New data out of JPMorgan on Thursday suggests he has a long way to go on this front.

In New York City, a cup of drip coffee from Dunkin’ Donuts (now owned by restaurant holding giant Inspire Brands) is priced 10% less than Starbucks. An iced latte is 21% cheaper.

Head to Kansas City, Mo., and the issue remains the same. An iced latte at surging coffee upstart Dutch Bros. (BROS) is 13% cheaper than Starbucks. At Scooter’s Coffee in Dallas, a cup of drip coffee is 32% less than Starbucks.

“Overall we believe pricing is fair versus peers but we believe that an opportunity exists to re-boot … pricing architecture,” JPMorgan analyst John Ivankoe wrote in his client note.

Ivankoe said Starbucks could command what it charges given the experience, which was recently improved by introducing free in-store refills and ceramic mugs.

But the earnings results suggest the pricing conundrum has to be fixed.

Starbucks’ most recent quarter showed a 4% drop in global same-store sales as the company pulled back on discounts and consumers shunned its long lines. North America and US same-store store sales dropped 4%.

International sales weren’t any better amid pressure in key markets such as China.

Same-store sales overseas declined 4%, with China dropping 6% year over year.
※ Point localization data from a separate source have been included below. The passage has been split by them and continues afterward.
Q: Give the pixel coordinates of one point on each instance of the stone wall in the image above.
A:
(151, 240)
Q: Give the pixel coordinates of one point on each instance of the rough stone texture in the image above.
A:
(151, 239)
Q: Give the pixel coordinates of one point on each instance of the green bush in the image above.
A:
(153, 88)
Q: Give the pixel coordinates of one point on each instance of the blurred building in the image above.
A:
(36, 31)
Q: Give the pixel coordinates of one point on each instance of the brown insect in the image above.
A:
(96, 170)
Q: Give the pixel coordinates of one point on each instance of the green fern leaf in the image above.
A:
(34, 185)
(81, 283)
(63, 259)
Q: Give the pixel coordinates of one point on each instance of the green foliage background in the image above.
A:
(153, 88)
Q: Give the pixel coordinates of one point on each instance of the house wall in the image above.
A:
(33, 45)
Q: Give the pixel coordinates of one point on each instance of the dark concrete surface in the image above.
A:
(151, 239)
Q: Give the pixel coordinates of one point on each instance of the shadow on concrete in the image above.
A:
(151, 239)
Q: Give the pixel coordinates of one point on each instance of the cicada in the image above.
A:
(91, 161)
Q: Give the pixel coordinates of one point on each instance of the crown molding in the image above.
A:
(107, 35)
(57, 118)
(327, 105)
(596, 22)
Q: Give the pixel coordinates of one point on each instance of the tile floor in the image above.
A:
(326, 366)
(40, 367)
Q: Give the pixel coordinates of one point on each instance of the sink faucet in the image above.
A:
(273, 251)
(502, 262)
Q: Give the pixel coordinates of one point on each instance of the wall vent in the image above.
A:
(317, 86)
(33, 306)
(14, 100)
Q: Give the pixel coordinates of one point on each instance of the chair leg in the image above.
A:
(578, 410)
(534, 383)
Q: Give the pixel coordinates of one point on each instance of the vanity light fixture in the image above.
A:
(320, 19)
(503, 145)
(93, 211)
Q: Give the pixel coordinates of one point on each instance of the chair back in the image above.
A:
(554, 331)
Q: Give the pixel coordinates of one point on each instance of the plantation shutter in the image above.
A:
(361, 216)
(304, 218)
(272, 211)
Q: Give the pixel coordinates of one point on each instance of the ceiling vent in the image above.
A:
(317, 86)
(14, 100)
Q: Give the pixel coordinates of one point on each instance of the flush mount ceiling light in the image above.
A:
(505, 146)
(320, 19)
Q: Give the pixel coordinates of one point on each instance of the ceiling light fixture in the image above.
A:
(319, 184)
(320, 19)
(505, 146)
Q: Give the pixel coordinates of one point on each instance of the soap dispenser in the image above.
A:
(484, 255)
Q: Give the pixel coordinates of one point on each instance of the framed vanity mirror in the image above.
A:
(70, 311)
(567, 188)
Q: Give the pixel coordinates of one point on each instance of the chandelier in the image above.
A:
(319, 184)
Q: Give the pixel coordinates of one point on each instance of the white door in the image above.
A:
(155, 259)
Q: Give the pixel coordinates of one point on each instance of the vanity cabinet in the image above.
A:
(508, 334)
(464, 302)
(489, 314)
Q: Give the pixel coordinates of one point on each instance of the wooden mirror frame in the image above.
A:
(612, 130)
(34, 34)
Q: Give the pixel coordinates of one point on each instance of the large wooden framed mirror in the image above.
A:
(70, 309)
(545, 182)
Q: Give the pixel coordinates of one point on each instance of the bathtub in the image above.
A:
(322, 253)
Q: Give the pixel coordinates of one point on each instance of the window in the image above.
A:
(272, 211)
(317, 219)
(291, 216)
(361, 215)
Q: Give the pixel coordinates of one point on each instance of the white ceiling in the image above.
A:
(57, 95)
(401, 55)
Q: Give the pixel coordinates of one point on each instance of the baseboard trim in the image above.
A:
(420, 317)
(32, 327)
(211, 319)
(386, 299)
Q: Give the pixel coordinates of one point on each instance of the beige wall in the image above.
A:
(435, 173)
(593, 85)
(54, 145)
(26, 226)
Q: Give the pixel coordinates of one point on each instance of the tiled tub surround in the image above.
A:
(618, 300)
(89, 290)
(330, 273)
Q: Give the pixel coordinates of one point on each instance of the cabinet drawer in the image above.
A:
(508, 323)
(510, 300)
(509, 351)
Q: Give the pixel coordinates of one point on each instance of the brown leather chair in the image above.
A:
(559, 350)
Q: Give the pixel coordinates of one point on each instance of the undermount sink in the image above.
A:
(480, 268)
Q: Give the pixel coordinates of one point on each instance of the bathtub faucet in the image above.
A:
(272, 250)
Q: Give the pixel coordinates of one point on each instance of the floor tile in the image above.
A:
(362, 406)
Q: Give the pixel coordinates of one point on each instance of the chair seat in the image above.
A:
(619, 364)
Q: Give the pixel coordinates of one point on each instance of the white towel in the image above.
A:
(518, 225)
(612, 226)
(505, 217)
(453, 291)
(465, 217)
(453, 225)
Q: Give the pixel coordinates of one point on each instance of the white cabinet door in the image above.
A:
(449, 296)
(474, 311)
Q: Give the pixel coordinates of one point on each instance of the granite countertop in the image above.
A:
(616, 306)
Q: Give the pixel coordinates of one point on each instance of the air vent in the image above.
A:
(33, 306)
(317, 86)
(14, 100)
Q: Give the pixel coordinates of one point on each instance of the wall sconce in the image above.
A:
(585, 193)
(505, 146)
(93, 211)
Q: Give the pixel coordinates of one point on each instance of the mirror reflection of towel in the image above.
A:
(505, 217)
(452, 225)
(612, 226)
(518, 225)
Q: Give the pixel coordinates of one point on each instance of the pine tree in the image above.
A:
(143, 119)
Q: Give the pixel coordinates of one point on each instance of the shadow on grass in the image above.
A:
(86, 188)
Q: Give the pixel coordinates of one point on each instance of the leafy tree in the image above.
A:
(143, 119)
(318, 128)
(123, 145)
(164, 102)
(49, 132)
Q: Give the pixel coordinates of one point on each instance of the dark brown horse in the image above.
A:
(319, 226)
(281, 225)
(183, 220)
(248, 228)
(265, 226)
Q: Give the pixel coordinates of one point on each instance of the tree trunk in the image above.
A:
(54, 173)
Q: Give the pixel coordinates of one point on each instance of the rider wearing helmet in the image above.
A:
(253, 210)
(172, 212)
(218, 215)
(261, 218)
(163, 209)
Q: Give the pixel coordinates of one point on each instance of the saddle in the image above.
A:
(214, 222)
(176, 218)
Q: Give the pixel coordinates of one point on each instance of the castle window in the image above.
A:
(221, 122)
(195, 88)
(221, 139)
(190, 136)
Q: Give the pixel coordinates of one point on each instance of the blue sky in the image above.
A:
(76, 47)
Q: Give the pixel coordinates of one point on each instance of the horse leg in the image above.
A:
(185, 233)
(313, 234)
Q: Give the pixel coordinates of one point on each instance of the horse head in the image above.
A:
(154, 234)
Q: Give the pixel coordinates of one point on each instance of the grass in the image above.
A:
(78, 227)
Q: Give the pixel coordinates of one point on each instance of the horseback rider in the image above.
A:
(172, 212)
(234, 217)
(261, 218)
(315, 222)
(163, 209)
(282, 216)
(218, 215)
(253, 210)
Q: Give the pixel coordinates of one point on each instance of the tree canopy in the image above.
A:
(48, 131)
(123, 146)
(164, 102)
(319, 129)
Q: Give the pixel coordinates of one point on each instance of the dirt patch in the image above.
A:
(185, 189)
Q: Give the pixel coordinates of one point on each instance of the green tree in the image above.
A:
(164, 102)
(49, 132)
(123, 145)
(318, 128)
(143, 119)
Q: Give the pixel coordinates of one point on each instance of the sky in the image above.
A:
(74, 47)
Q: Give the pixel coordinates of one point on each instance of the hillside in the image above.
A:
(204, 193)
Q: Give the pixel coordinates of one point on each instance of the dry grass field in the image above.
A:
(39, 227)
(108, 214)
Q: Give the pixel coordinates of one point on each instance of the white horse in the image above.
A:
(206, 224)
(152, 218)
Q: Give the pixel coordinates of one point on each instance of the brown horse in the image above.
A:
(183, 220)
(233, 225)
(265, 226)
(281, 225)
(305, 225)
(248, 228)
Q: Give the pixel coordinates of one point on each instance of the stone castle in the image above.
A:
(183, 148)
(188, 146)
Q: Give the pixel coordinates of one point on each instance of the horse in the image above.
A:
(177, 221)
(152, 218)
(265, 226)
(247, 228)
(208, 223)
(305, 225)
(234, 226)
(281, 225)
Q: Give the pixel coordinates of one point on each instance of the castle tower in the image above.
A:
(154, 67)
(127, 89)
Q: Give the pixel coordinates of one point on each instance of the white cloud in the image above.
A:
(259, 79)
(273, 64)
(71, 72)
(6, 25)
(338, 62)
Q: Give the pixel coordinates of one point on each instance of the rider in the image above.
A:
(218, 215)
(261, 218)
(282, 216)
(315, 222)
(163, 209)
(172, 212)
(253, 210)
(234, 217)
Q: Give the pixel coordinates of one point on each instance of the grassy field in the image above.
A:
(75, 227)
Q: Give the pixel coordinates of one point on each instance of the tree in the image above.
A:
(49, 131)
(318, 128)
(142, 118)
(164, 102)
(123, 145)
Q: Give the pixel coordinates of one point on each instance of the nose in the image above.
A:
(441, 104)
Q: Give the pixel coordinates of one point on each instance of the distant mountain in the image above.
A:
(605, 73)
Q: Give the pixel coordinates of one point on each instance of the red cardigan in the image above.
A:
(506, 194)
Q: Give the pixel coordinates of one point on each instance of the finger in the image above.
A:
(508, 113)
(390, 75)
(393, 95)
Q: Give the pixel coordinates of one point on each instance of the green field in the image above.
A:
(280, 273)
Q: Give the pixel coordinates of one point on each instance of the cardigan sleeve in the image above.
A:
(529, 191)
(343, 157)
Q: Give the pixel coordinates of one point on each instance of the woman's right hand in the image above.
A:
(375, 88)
The company’s operating profit margins in its North America and international segments fell a combined 510 basis points from a year ago. As a sign of its challenging road ahead, Starbucks continued to decline to share guidance for sales and earnings for its current fiscal year. Niccol pulled the guidance back in October to free up space to invest in marketing, staff, and in-store experience.